Some background: if you are young (under six) and poor, the government (through a program called Women, Infants and Children, or WIC) will spend $39 a month so you don't starve. WIC vouchers can be used for staples like milk, eggs, cheese, and juice. After finally completing a rule-making process dating back to 2006, the Ag Department has now set aside $6 of that $39 for fresh fruits and vegetables. The white potato, Collins noted with annoyance, is the only vegetable not on the approved list.
The Collins-Vilsack debate illuminates competing ideas about the role of government, and offers a fresh perspective on what Collins referred to repeatedly as the "fresh white potato" (like something you might pluck off a tree and bite into). I canvassed local restaurants in search of the Maine potato, so that I might eat this nutritional marvel while pondering the senator's ideas. Local 188 was serving them in several preparations. Even better, they make a Collins cocktail with Cold River Gin — made from Maine potatoes. After drinking a few of these the senator's ideas started to make a lot of sense.
Vilsack claims the government shouldn't subsidize potatoes for poor children because poor people already eat potatoes without the government's encouragement. So?! Bankers already get rich — should the government stop finding ways to make them richer? Of course not. So why shouldn't the government encourage poor people to play their role more perfectly as well? Collins's view of government is like Plato's: don't promote equality, but rather help citizens embody the class into which they are born. Pushing this idea further, Collins romanticized child labor, wistfully recalling her first job digging potatoes "during school recess when I was very very young." Collins's hint that poor children should work for their vegetables like in the good old days seemed lost on Vilsack.
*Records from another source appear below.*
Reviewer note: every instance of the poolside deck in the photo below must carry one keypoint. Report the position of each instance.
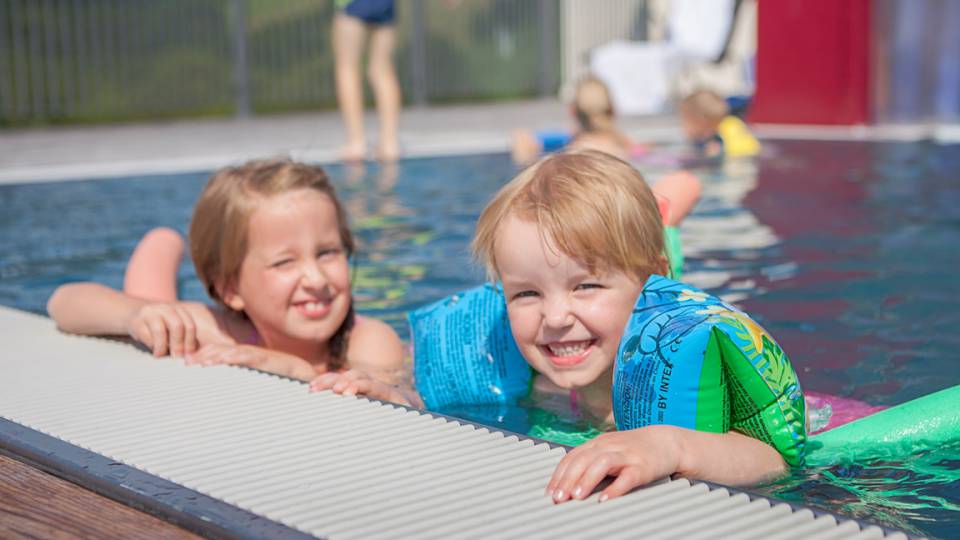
(59, 153)
(76, 152)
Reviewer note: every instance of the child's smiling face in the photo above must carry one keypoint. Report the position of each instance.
(567, 321)
(294, 281)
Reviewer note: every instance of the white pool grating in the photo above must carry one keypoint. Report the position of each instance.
(341, 467)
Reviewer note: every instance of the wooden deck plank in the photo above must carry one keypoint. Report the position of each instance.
(35, 504)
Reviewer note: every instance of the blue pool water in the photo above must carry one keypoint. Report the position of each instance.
(846, 251)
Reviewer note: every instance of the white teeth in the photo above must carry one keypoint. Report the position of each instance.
(568, 349)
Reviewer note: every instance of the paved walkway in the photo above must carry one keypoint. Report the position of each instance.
(77, 152)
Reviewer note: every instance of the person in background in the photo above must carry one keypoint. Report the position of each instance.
(708, 124)
(352, 23)
(593, 111)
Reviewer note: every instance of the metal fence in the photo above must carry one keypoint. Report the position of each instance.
(91, 60)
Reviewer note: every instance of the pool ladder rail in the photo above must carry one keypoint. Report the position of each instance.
(233, 452)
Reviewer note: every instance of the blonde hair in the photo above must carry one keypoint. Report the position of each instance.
(705, 106)
(596, 209)
(592, 105)
(221, 222)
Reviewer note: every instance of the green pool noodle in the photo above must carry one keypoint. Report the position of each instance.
(926, 422)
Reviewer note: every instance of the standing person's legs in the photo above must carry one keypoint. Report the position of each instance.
(349, 35)
(386, 90)
(152, 270)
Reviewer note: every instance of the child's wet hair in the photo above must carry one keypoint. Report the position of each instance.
(595, 208)
(592, 105)
(221, 221)
(706, 106)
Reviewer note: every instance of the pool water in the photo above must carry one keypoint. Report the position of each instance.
(847, 252)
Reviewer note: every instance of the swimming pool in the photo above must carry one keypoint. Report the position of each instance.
(845, 251)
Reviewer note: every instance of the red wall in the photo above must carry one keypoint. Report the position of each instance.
(812, 62)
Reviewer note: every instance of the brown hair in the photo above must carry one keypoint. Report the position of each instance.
(706, 106)
(592, 105)
(597, 210)
(221, 221)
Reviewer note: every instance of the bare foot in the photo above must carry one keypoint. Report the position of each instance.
(353, 152)
(388, 152)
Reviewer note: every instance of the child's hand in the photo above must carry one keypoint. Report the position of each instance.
(358, 383)
(254, 357)
(165, 328)
(635, 457)
(175, 328)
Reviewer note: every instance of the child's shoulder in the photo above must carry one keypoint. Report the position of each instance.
(374, 342)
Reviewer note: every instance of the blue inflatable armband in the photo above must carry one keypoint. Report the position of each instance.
(687, 359)
(553, 140)
(464, 352)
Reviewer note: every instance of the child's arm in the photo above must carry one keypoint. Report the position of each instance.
(252, 356)
(639, 456)
(174, 328)
(376, 362)
(682, 190)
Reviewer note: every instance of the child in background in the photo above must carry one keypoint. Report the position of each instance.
(573, 239)
(707, 122)
(271, 244)
(593, 110)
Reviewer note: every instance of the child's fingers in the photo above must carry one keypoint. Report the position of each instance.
(570, 477)
(629, 478)
(190, 343)
(324, 381)
(175, 330)
(158, 336)
(593, 475)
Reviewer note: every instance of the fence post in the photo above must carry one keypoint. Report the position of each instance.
(418, 52)
(547, 74)
(241, 76)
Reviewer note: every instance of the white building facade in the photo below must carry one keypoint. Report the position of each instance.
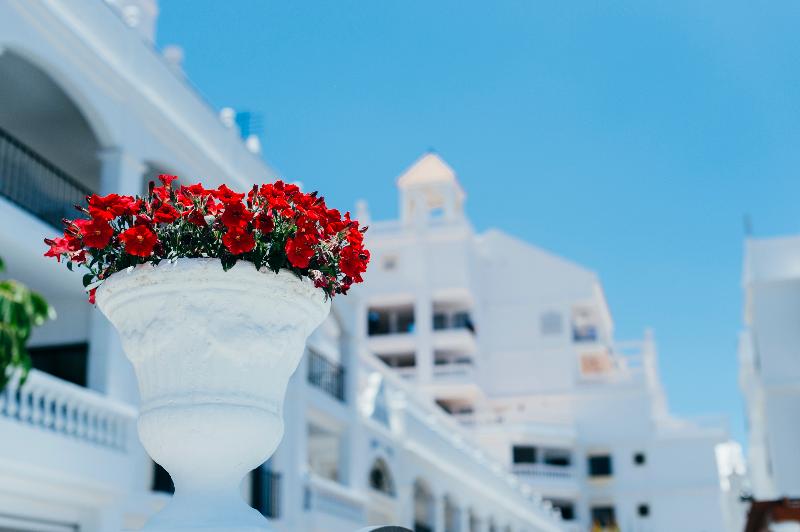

Taking a more practical approach Collins pointed out that a white potato has twice as much vitamin C as a head of iceberg lettuce. I did not know that. Comparisons to oranges were apparently unavailable. Still that statistic was reassuring during cold season, as we dug into a potato tortilla made with yam and fig. The great virtue of the potato, much like the virtue of a Maine senator, is its bland-neutrality. It provided a dignified base, which prevented the palate from being overwhelmed by the sweeter ingredients. In the gin the potato had happily receded into flavorlessness, allowing hints of juniper and fresh citrus to animate the drink. The gnocchi transfigured potato into soft little clouds coated in a rich vodka sauce. In their very lightness, however, these dumplings become transcendent only by overcoming their potato-ness.